Extension of the act's core protections to cover all professionals, managers, and executives. Currently the act excludes managers and executives earning more than SGD $4,500 per month. Core protections include minimum annual leave, paid public holidays, sick leave, timely payment of salary, and statutory protection against wrongful dismissal. An estimated 430,000 managers and executives will be covered by the change.
A rise in the salary cap for nonmanagerial white collar workers (non-workmen). The salary cap will increase to SGD $2,600 (up from SGD $2,500), and the cap on the amount of monthly salary also used to calculate hourly overtime pay will increase to SGD $2,600. The increases will apply to an estimated 100,000 additional non-workmen.
A one-stop employment dispute resolution framework will be created when the Employment Claims Tribunals (ECT) take over the Ministry of Manpower's responsibility for adjudicating wrongful dismissal claims and publish tripartite guidelines on wrongful dismissal. The qualifying period for managers and executives to claim wrongful dismissal will be reduced to six months, down from 12.

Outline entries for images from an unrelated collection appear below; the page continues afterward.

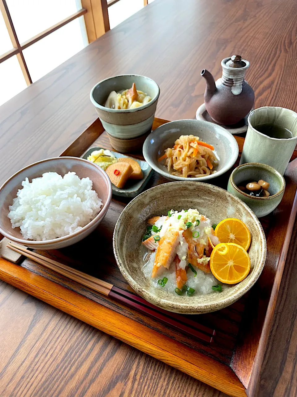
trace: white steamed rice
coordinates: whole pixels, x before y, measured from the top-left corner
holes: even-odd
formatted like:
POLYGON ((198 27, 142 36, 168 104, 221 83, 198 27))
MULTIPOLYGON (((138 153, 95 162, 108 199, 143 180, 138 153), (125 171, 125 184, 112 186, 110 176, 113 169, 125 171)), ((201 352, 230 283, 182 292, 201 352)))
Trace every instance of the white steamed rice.
POLYGON ((62 177, 46 172, 17 193, 8 217, 13 229, 19 227, 24 238, 45 241, 67 236, 79 230, 97 215, 102 200, 89 178, 80 178, 75 172, 62 177))

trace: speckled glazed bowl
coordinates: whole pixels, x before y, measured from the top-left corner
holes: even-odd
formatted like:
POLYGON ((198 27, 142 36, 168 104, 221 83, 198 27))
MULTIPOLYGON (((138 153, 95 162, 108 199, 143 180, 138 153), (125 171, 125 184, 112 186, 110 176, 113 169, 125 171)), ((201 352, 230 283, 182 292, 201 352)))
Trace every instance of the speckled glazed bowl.
POLYGON ((54 157, 42 160, 27 166, 11 176, 0 187, 0 233, 15 243, 35 249, 57 249, 71 245, 82 240, 95 230, 105 216, 110 203, 111 183, 105 171, 90 161, 77 157, 54 157), (93 190, 102 200, 103 205, 98 215, 80 230, 64 237, 36 241, 25 240, 19 227, 13 229, 7 217, 8 206, 17 197, 22 182, 26 177, 31 182, 34 178, 42 176, 45 172, 57 172, 64 176, 69 172, 74 172, 80 178, 89 177, 93 182, 93 190))
POLYGON ((283 177, 270 166, 259 163, 247 163, 233 170, 228 182, 228 191, 244 201, 258 218, 272 212, 277 207, 285 192, 286 183, 283 177), (249 196, 239 189, 242 182, 264 179, 270 184, 268 197, 249 196))
POLYGON ((122 153, 142 147, 151 130, 160 94, 156 83, 148 77, 138 75, 110 77, 100 81, 92 89, 91 101, 109 135, 112 147, 122 153), (118 92, 131 88, 133 83, 137 90, 150 96, 151 100, 148 103, 134 109, 123 110, 105 106, 112 91, 118 92))
POLYGON ((116 225, 113 249, 122 274, 138 293, 159 307, 187 314, 213 312, 237 301, 255 283, 266 257, 263 229, 248 206, 221 188, 190 181, 159 185, 133 200, 125 208, 116 225), (249 251, 251 271, 241 282, 223 284, 221 293, 194 294, 190 298, 155 288, 145 278, 141 268, 146 250, 141 245, 141 239, 147 225, 147 220, 154 216, 166 214, 171 208, 180 211, 189 208, 197 208, 215 224, 230 217, 238 218, 246 223, 251 237, 249 251))
POLYGON ((177 120, 163 124, 152 131, 145 141, 143 148, 145 161, 156 172, 171 181, 203 182, 223 174, 235 164, 238 156, 238 145, 234 137, 220 125, 200 120, 177 120), (171 175, 158 159, 167 148, 172 148, 181 135, 194 135, 212 145, 219 160, 216 172, 198 178, 183 178, 171 175))

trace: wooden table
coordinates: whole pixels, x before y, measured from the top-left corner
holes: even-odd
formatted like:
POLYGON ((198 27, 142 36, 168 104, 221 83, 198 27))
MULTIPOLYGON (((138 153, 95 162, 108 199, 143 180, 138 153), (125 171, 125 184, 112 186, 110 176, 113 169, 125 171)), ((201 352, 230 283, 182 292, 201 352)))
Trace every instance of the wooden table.
MULTIPOLYGON (((96 118, 92 87, 135 73, 158 83, 156 116, 194 118, 206 68, 240 54, 257 107, 297 111, 295 0, 156 0, 0 107, 0 183, 59 155, 96 118)), ((259 396, 297 393, 297 227, 262 368, 259 396)), ((222 396, 215 389, 3 282, 0 395, 222 396)))

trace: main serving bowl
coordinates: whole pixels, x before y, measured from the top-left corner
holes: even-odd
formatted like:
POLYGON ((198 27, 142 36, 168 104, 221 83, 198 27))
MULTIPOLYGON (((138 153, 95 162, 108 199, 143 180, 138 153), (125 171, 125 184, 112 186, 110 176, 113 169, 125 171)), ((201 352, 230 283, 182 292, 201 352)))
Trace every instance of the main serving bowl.
POLYGON ((237 197, 221 188, 188 181, 165 183, 152 187, 133 199, 120 216, 113 236, 113 249, 118 266, 131 287, 151 303, 170 311, 200 314, 219 310, 233 303, 255 283, 264 266, 266 241, 262 226, 253 212, 237 197), (152 216, 165 215, 171 209, 197 208, 214 223, 227 218, 242 220, 249 230, 249 250, 251 270, 238 284, 223 284, 221 292, 189 297, 155 288, 141 269, 146 249, 141 239, 152 216))
POLYGON ((0 187, 0 233, 15 243, 36 249, 57 249, 71 245, 82 240, 98 226, 106 214, 111 200, 110 180, 106 173, 94 163, 78 157, 54 157, 42 160, 28 166, 8 179, 0 187), (93 181, 93 190, 102 200, 103 205, 97 216, 87 225, 77 231, 64 237, 43 241, 25 240, 19 227, 13 229, 7 216, 8 206, 17 197, 22 182, 26 177, 32 179, 42 176, 45 172, 57 172, 64 175, 69 172, 74 172, 81 179, 89 177, 93 181))
POLYGON ((156 172, 173 181, 199 181, 203 182, 216 178, 229 170, 238 156, 238 145, 232 134, 220 125, 200 120, 177 120, 163 124, 151 132, 143 145, 145 160, 156 172), (158 159, 168 148, 173 147, 174 142, 181 135, 198 136, 200 141, 212 145, 219 160, 216 172, 198 178, 184 178, 171 175, 158 159))

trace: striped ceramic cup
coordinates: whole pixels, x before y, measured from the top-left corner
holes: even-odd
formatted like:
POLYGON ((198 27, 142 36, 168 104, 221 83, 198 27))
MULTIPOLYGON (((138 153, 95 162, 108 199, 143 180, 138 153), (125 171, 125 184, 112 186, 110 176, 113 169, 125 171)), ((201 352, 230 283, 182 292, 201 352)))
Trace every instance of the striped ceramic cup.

Greater flexibility in granting employees time off in exchange for working on public holidays. The conditions for making authorized salary deductions will change. From April 2019, employees must provide written consent before their employer can make salary deductions (such as, benefits employee benefits from negotiated group insurance plans). Employees will be able to withdraw their consent to deductions at any time, without penalty.
Employers will have to recognize medical certificates issued by all doctors. Currently certificates must be provided by government or company-appointed doctors.
Clarification that paid hospitalization care will cover:
Care provided in a hospital and the recuperation period after the patient's discharge from hospital
Legally required quarantine orders
Situations where a patient doesn't go to hospital even if a doctor has assessed that they are ill enough to be hospitalized.